I'd be lying if I said I didn't laugh at all; the gag with the MGM lion is better than all of Kurtz & Friends' animated titles, and Steve Martin and Jean Reno masquerading as Beyonce's backup dancers is genuinely funny. But for most of the time the jokes are set up so obviously that Ray Charles in his current state could see them coming, not to mention being flogged to death (why are there TWO laboured gags about people thinking our hero is shagging a wasted Emily Mortimer?

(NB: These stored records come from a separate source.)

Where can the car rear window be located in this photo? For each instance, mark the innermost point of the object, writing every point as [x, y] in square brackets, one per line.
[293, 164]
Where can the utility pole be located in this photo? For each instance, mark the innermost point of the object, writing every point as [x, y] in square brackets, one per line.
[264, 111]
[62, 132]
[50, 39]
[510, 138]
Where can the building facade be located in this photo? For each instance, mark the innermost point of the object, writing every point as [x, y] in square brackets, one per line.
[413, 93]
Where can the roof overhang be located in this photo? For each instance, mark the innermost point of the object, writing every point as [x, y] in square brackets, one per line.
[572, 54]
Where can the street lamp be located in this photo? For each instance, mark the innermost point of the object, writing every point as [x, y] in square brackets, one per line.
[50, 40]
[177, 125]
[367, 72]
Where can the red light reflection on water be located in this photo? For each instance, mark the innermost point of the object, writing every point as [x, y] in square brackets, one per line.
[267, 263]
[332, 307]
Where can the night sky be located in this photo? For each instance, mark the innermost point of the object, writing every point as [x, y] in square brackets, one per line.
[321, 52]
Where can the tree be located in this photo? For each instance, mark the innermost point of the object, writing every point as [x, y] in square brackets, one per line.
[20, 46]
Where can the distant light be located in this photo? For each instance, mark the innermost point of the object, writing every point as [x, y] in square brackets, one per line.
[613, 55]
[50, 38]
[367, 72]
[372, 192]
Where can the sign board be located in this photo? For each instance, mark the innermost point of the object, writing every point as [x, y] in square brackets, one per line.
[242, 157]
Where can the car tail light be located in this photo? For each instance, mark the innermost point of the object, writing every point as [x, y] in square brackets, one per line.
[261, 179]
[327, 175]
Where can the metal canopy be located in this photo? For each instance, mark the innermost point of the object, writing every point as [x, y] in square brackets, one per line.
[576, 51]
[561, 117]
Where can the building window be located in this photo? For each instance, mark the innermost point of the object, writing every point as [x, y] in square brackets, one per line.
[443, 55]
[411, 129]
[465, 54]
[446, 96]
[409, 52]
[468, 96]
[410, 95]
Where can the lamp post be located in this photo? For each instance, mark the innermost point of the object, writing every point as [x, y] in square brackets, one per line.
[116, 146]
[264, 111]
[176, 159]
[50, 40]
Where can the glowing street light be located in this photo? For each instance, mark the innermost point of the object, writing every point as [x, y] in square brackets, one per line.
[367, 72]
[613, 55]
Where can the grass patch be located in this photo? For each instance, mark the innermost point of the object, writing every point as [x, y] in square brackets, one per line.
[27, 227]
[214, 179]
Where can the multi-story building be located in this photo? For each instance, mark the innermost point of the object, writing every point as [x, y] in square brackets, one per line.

What is this, "Three's Company"?), and though Martin as Clouseau isn't nearly as annoying as he was in "Looney Tunes: Back In Action," he's still more infuriating than funny. (And why is his hair white when his moustache is black?)
Though star and co-writer, the former comic genius can't take all the blame; Kevin Kline's ineffective as Dreyfus (as well as never explaining why this supposedly French Chief Inspector sounds almost as British as some of the cast members), and though an uncredited Clive Owen is much better as Bond-alike Nigel Boswell, 006 ("One away from the big time"), his scene seems from an entirely different movie. The director proves that the weak "Cheaper By The Dozen" wasn't a fluke, with his light approach being too light to bring across a comedy and totally unable to handle mystery (remember, the first two "Naked Gun" movies were both very funny AND told a good story), and this is the kind of movie where you can tell who the villain is by careful study of the opening credits. And as for the rampant slathering of endless Paul Oakenfold remixes of Henry Mancini's famed theme in lieu of proper scoring... not that Christophe Beck's original music is all that good, but he still deserved better than that. (I could also wonder why a movie predominantly set in France was partly filmed in Rome and Prague, but that's just being really picky.)
Jean Reno is terrific as Clouseau's far more intelligent and supernaturally patient partner, and Beyonce Knowles turns in her best screen performance to date (probably because she's cast as a drop dead gorgeous world-famous singer), but ultimately ANY instalment of ANY animated incarnation of "The Pink Panther" is more satisfying than this entire movie. And yes, that does include the one where the Panther talked.